ファンドの税負担が増えれば投資家へのリターンも減る
⑤税務・会計に起因するリスク
不動産を運用していく中では、売買時には譲渡所得税や登録免許税が、保有時には固定資産税が課されるなど、税法にしたがって様々な税金が課されることになります。
また、納めるべき税金の額は、不動産取引を巡る会計の処理の仕方などによっても変わってきます。つまりは、税法はもちろん会計関連の法規の改正やさらには税務当局の意向など、税務・会計にかかわる様々な要因が、不動産ファンドの税負担のあり方に大きく影響してくるわけです。

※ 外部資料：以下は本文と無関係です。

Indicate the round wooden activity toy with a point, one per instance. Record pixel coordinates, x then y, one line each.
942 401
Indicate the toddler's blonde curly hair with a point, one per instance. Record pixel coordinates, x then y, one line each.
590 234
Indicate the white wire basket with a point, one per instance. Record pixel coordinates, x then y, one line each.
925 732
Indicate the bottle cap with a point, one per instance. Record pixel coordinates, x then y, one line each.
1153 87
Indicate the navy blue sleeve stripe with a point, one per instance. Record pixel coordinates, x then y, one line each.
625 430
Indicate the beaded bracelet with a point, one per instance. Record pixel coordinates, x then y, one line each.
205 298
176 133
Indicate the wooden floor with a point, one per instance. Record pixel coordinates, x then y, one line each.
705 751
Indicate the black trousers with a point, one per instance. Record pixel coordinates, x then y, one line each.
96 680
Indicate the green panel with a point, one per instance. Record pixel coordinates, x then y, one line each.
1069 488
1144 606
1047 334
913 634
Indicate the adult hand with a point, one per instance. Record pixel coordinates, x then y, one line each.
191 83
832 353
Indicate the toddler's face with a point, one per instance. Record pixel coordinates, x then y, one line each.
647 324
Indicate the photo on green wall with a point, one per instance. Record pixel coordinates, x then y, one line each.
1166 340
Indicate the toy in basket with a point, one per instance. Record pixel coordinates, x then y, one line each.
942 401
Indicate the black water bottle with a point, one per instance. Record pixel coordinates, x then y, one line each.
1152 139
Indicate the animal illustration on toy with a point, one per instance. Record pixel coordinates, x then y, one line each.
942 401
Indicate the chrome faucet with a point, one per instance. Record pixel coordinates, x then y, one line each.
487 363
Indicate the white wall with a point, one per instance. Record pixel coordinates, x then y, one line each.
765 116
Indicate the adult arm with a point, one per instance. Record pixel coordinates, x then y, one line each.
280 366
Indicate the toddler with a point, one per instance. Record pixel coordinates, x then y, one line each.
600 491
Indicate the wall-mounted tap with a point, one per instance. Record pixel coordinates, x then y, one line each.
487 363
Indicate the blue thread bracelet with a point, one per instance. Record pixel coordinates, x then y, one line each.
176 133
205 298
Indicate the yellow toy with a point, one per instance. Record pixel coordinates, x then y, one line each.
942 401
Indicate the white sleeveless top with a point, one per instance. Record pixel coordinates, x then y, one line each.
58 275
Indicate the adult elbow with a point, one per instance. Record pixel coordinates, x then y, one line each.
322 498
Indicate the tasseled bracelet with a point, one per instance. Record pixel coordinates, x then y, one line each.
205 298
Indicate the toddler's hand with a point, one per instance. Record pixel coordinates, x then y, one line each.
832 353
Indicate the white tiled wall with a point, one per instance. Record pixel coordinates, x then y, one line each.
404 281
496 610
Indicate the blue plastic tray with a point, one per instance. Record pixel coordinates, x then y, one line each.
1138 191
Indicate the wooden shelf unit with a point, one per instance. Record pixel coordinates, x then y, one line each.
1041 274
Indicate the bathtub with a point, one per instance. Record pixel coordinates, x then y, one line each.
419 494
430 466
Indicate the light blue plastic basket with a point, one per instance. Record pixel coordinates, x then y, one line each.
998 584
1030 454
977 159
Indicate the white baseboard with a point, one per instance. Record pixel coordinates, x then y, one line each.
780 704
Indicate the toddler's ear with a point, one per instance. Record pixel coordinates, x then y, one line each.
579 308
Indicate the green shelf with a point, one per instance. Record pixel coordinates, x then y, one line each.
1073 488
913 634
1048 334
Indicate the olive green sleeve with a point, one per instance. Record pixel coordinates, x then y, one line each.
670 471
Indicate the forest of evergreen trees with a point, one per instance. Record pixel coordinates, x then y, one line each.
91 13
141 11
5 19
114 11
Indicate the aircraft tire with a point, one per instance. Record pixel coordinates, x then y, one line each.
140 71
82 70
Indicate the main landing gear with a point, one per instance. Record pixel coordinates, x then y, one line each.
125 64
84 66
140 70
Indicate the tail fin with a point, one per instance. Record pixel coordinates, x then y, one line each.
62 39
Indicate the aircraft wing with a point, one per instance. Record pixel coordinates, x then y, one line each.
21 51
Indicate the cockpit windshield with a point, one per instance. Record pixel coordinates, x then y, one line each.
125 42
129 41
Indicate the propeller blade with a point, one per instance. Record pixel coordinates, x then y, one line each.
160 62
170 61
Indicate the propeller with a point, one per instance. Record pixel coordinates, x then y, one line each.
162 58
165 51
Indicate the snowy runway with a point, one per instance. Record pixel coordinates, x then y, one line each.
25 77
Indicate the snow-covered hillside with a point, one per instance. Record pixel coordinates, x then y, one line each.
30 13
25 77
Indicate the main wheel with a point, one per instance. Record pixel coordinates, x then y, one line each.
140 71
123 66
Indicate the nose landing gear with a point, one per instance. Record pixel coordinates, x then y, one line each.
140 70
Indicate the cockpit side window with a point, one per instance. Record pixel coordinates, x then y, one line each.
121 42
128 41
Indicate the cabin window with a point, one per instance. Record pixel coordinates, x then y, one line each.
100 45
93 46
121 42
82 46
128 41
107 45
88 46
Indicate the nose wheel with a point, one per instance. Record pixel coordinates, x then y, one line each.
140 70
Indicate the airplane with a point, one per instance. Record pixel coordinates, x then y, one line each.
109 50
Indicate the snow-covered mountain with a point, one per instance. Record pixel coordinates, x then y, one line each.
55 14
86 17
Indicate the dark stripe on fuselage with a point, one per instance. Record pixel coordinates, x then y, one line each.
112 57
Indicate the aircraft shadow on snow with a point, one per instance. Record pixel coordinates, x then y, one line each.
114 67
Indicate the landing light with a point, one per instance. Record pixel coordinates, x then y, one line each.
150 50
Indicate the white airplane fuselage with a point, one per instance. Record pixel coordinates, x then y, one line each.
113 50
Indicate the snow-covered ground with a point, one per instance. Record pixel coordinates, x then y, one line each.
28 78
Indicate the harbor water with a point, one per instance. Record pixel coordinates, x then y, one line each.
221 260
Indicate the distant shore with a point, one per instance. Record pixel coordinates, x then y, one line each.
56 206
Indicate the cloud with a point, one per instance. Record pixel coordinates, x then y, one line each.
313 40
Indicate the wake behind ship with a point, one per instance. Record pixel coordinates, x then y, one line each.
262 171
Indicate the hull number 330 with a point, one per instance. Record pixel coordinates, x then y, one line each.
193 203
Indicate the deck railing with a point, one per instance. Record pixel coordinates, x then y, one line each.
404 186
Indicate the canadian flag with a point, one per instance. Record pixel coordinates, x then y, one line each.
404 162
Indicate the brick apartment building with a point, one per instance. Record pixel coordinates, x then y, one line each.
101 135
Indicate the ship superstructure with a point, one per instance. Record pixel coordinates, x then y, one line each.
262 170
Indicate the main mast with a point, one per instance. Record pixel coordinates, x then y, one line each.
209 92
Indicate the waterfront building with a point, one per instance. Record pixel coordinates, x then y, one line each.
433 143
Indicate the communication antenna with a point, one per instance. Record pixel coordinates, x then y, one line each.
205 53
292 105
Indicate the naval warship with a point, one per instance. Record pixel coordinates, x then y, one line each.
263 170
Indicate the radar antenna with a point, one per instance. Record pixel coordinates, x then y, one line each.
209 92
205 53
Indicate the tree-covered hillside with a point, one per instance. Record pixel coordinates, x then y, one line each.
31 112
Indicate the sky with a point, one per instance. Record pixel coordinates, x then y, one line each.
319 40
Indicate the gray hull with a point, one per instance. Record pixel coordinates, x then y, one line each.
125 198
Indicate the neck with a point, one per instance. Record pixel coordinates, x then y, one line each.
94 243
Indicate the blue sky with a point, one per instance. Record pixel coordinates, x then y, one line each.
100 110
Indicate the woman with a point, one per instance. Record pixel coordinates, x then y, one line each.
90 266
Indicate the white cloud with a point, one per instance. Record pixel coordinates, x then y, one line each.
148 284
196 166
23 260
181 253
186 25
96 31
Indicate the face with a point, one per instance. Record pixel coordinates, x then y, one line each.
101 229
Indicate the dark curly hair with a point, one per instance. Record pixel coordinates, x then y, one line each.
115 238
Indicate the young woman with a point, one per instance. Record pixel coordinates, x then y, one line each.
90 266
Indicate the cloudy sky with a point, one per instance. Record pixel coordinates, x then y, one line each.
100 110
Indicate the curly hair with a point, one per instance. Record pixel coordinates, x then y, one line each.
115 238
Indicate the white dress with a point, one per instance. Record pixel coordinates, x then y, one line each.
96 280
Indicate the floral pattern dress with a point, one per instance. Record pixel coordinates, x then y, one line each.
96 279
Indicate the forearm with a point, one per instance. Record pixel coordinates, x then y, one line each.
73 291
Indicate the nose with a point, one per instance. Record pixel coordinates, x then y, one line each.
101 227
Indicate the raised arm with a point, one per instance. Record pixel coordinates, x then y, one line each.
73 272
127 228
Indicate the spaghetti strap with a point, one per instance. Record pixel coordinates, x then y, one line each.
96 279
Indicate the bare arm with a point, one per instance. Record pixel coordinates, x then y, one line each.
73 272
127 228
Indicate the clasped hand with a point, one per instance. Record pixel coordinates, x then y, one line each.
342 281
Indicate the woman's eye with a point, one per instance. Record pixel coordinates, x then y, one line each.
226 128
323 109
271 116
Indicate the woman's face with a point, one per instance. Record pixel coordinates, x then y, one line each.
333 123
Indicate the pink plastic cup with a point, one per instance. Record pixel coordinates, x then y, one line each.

税金の負担が増えれば、投資家に分配できるリターンは減少することになります。税務・会計に起因するリスクは他に比べると意識しづらいところですが、投資家の利害に大きくかかわるものであることは明らかです。
法改正により新たなコストが生じる事態もあり得る
⑥法律に起因するリスク
また、税法や会計法以外の法律に起因して、ファンドの運営にリスクがもたらされることもあります。
たとえば、前述した「構造計算書偽造事件」が起こった後、建築基準法の改正が行われ、建築確認や工事検査が厳格に運用されることになりました。ところが、チェックを厳しくしたのはよいものの、そのために必要な人員が十分に用意されていなかったために建築確認が滞る状況を招き、不動産市況にも悪影響が生じてしまったのです。
また、先に触れた平成18年の金商法制定も、法律に起因するリスクが顕在化した例といえるでしょう。
金融商品取引業の登録を行い、それを維持していく上では、少なからぬ費用を要しますし、事務作業も必要となります。金商法の改正以前には、そうしたコストや事務の負担が存在しなかったことを考えれば、金商法の制定がファンドのパフォーマンスにマイナスの効果をもたらした部分があることは否定できないでしょう。